Andrade veio a se considerar Jornalista tardiamente, sem que talvez lhe ocorresse que há muito já se comportava como tal. Em deixando que as partes constituintes de um enredo se explicassem, nada mais fazia do que permitir que sua realidade palpável o tomasse por completo. Ele sabia que, qualquer a significação, esta não existia além de si próprio e que, portanto, a elas deveria se entregar. Veríssimo, por sua vez, nunca se declarou um membro da imprensa; mas, como escritor ansioso por “acender a lâmpada” de seu leitor, igualmente jamais subverteu a lógica construcionista da percepção humana.
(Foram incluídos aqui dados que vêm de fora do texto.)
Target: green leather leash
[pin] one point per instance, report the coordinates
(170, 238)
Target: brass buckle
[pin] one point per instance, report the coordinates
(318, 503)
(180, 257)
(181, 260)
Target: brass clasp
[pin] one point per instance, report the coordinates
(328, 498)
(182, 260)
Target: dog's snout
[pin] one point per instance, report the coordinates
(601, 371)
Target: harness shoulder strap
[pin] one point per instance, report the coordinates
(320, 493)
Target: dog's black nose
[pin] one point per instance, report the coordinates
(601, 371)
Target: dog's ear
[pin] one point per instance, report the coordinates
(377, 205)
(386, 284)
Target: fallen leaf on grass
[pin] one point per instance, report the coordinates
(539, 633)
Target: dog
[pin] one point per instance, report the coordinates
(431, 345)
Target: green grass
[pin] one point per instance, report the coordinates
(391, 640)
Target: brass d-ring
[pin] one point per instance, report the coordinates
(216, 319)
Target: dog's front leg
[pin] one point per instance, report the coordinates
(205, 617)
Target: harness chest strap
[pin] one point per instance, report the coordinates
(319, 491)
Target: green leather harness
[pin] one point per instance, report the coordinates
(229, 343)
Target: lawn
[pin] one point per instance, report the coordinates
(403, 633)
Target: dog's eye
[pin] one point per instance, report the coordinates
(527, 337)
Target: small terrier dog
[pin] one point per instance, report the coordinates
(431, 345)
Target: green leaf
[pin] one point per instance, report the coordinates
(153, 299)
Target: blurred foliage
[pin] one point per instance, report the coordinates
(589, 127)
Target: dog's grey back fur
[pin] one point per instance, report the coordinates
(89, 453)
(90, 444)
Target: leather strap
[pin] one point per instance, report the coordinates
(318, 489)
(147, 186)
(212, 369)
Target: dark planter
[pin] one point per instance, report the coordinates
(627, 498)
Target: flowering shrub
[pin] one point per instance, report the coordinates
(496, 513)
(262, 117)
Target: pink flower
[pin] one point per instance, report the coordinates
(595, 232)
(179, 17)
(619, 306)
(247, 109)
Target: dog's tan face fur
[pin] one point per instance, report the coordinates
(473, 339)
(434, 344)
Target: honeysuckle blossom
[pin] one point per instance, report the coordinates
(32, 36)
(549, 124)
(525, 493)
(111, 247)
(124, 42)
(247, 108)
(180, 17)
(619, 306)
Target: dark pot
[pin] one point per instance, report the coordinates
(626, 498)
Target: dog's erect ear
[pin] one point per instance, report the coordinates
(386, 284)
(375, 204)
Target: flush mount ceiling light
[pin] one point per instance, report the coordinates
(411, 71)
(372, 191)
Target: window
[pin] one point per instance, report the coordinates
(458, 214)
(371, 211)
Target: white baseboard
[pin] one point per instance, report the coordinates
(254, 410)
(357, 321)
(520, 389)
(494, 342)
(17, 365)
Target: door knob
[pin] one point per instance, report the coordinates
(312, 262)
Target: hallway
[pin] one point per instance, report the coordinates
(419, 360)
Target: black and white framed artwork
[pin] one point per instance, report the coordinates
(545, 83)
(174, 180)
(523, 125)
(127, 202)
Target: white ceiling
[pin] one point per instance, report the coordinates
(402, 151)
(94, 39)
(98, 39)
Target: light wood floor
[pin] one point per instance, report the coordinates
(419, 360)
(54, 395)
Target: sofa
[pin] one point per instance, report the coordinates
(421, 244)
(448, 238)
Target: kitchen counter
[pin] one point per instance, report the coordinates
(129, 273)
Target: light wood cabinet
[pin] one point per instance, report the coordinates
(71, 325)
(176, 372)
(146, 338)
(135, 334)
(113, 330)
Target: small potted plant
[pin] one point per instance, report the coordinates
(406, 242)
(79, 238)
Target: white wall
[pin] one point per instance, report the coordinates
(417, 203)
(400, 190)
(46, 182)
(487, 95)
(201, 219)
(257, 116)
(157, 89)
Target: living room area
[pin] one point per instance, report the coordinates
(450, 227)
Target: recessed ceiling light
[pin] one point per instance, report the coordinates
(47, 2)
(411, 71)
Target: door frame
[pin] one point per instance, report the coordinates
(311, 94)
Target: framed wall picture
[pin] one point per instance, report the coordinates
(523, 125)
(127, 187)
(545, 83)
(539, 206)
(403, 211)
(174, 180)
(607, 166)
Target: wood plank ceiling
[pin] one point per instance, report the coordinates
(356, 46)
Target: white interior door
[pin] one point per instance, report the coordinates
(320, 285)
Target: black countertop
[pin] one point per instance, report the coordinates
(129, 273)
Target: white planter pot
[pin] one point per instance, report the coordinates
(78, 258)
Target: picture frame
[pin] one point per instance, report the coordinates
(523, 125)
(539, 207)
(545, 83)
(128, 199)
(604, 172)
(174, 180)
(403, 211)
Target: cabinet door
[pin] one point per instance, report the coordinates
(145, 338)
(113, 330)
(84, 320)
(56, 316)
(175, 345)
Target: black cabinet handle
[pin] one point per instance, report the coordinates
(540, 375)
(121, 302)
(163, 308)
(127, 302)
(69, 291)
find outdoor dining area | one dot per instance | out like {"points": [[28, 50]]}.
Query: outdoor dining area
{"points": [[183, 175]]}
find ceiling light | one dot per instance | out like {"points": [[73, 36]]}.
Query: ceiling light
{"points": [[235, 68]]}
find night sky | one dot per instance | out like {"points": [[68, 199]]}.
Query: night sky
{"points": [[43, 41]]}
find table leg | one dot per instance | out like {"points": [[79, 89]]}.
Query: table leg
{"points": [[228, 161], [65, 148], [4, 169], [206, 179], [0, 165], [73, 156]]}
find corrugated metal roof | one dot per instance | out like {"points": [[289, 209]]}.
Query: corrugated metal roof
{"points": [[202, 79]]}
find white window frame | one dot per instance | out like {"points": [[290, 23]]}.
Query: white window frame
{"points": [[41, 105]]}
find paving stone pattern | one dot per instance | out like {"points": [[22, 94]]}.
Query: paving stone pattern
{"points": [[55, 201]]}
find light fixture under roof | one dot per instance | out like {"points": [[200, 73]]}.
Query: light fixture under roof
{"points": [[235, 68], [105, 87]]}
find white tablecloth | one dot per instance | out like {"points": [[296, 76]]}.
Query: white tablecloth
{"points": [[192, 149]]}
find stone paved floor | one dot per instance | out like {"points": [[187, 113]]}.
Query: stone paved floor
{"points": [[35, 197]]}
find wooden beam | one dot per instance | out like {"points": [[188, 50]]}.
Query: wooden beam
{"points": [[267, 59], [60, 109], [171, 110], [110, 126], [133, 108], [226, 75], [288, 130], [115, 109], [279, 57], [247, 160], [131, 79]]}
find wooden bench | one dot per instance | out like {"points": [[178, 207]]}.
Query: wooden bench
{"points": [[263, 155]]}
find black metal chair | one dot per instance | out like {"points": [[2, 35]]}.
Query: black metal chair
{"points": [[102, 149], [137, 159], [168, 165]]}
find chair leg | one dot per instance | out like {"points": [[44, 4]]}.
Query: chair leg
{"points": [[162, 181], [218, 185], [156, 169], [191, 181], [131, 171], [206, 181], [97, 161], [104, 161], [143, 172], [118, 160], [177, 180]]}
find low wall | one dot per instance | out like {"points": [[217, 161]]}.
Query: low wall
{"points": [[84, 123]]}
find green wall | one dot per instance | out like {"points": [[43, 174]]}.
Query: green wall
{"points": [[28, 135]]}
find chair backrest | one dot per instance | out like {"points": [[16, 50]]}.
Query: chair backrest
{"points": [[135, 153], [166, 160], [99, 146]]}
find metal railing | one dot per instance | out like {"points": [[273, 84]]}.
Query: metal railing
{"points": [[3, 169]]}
Tal qual Repórter, ele possuía plena consciência de que suas visões jamais seriam absolutas, de que jamais ultrapassariam os limites de uma interpretação oriunda de seu universo sensível.
Vem dos 10 dias que o autor de O Labirinto passou ao lado de Érico Veríssimo a seguinte frase: “é no disfarce que o escritor mais se revela”. Sim, Érico e Jorge, é nesse mesmo disfarce que o jornalismo também busca revelar.


***


Sugestão bibliográfica: Labirinto, de Jorge Andrade - Editora Amarilys

domingo, 4 de setembro de 2011

Pedra Fundamental

Os lugares-comuns jamais se mostraram tão veementes como em meio ao tão aclamado fenômeno da "convergência mediática". É verdade que os discursos circulantes se reciclam com maior volatilidade, que as interpretações sociais se sobrepõem umas às outras de maneira nunca antes tão efêmera e que a própria linguagem dotou-se de maior grau de complexidade com relação ao que já há muito tempo revelava possuir. Lá permanecem, contudo, os sensos-comuns, os posicionamentos imediatistas, a superficialidade crônica e cômoda que, embora soe inofensiva, resguarda perfídias culturalmente nocivas.
A Imprensa é veneno e antídoto desse contexto. Há veículos engendrados sobre a epiderme das relações humanas e há outros enraizados sob este paradigma, em seu âmago. Dessa dicotomia surge a real palavra de nossos tempos: opção.
O propósito desta página não será auferir-se de elitismo - supor-se algo arrogantemente distinto do "resto". O Em Linha Fina busca ser apenas a opção pelo aprofundado. Os temas aqui abordados não se restringirão apenas às esferas artísticas e políticas. Sua fleuma é a diversidade. Também não se constituirá na forma de um monólogo. Buscará vozes e autores variados, capazes justamente de romper com a síndrome de simplicidade que abate o impetuoso fluxo contemporâneo de informações.
Tudo é sempre mais complexo do que parece ser e, portanto, demanda ser analisado ao nível dos detalhes, sob a ótica do mínimo - em suas mais sutis entre-linhas. É dessa conformação da imprensa - opositora do medíocre - que o Em Linha Fina deseja ser parcela e agente.